Embeddings
Generate 1536-dimensional vector embeddings from text using Axon Embed 1. Use embeddings to build semantic search, power RAG pipelines, cluster documents, and calculate similarity scores — all within your data residency region.
Create embeddings
bash
POST /v1/axon/embeddings| Name | Type | Required | Description |
|---|---|---|---|
| input | string | array | Yes | A string or array of strings to embed. Maximum 100 inputs per request, each under 32,768 characters. |
| model | string | No | Must be "axon-embed-1". This is the default. |
| data_residency | string | No | au | us | eu | uk | sg. Defaults to "au". |
bash
curl -X POST https://api.hldgroup.org/v1/axon/embeddings \
-H "x-internal-secret: <key>" \
-H "x-tenant-id: ten_01hxyz" \
-H "x-user-id: usr_01hxyz" \
-H "x-platform-role: tenant-standard-user" \
-H "Content-Type: application/json" \
-d '{
"model": "axon-embed-1",
"data_residency": "au",
"input": [
"Ransomware was detected on endpoint WIN-DEV-042",
"User account [email protected] showed impossible travel"
]
}'json
{
"data": {
"object": "list",
"model": "axon-embed-1",
"sovereign": true,
"data_residency": "au",
"data": [
{ "object": "embedding", "index": 0, "embedding": [0.0012, -0.0834, ...] },
{ "object": "embedding", "index": 1, "embedding": [0.0230, -0.0421, ...] }
],
"usage": { "prompt_tokens": 28, "total_tokens": 28 }
}
}Building a semantic search pipeline
typescript
// 1. Embed all documents at index time
const docTexts = documents.map(d => d.content)

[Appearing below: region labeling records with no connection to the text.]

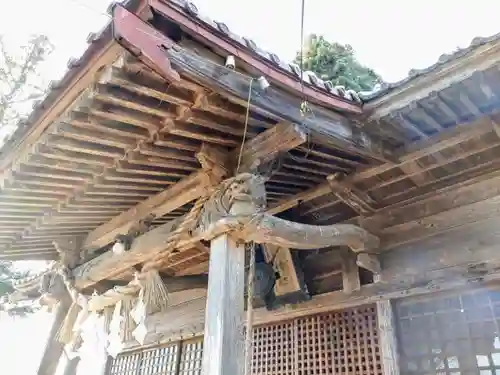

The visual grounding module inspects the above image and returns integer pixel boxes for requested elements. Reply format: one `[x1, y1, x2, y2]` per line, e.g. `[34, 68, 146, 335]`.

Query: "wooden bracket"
[341, 249, 361, 294]
[356, 253, 382, 275]
[233, 122, 307, 172]
[327, 172, 378, 216]
[263, 244, 310, 309]
[52, 237, 84, 268]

const { data: { data: embeddings } } = await fetch('/v1/axon/embeddings', {
method: 'POST',
headers: { 'Content-Type': 'application/json', 'x-internal-secret': key, ... },
body: JSON.stringify({ input: docTexts }),
}).then(r => r.json())
// Store embeddings in your vector DB (pgvector, Pinecone, etc.)

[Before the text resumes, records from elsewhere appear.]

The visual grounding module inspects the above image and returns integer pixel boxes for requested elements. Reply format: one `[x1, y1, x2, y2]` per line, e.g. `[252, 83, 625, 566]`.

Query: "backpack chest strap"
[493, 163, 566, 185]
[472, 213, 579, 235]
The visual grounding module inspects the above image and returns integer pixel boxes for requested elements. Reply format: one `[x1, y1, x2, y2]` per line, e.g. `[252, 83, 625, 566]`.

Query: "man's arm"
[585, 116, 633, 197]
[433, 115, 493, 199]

await vectorDb.upsert(documents.map((doc, i) => ({
id: doc.id,
vector: embeddings[i].embedding,
metadata: { title: doc.title },
})))
// 2. At query time, embed the query and search
const { data: { data: [queryEmbed] } } = await fetch('/v1/axon/embeddings', {
method: 'POST',
body: JSON.stringify({ input: userQuery }),
}).then(r => r.json())
const results = await vectorDb.query({ vector: queryEmbed.embedding, topK: 5 })Note:For most RAG use cases you don't need to call the embeddings endpoint directly — use
POST /v1/axon/knowledge-bases/:id/query which handles embedding, retrieval, and generation in a single request.